Penélope Cruz (born 28 April 1974) is a Spanish actress. She won the Academy Award for Best Supporting Actress for her role in the Woody Allen comedy-drama Vicky Cristina Barcelona (2008). She is the first and only Spanish actress to both win and be nominated for an Academy Award in an acting category. She also was Oscar-nominated for her roles in the drama Volver (2006), the romance musical Nine (2009), and the melodrama Parallel Mothers (2021).

She made her acting debut at the age of 16 on television and her feature film debut the following year in the romantic tragicomedy Jamón Jamón (1992). Her subsequent roles in the 1990s and 2000s included Belle époque (1992), Open Your Eyes (1997), The Hi-Lo Country (1999), The Girl of Your Dreams (2000) and Woman on Top (2000). During this time she gained acclaim for her numerous collaborations with Spanish director Pedro Almodóvar in Live Flesh (1997), All About My Mother (1999), Volver (2006), Broken Embraces (2009), I'm So Excited! (2013), Pain and Glory (2019), and Parallel Mothers (2021). For her role in Volver she won the Cannes Film Festival Award for Best Actress at the 59th Cannes Film Festival.

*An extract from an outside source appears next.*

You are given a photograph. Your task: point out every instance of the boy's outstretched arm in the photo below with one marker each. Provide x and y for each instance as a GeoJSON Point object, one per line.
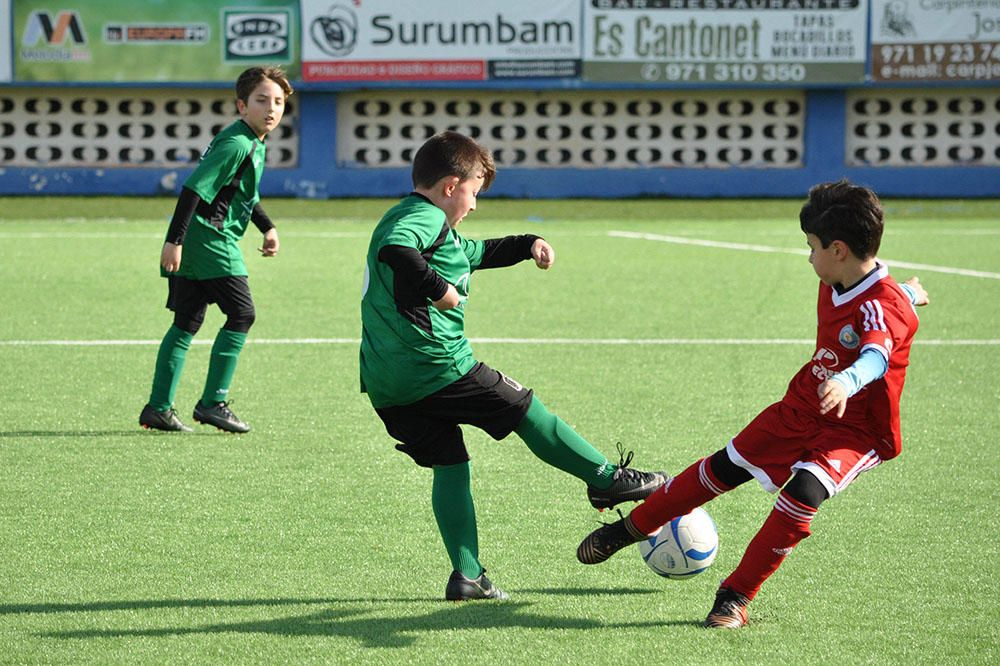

Cruz achieved greater international recognition for her lead roles in Hollywood films such as the psychological thriller Vanilla Sky (2001), the crime drama Blow (2001), the action-adventure Sahara (2005), the fantasy adventure Pirates of the Caribbean: On Stranger Tides (2011), the crime thriller The Counselor (2013), the murder mystery Murder on the Orient Express (2017), and the sports drama Ferrari (2023). She has also worked in with auteur directors acting in independent films such as the drama Elegy (2008), the romantic comedy To Rome with Love (2012), the mystery Everybody Knows (2018), the spy thriller Wasp Network (2019) the satirical comedy Official Competition (2021), and the coming-of-age drama L'immensità (2022).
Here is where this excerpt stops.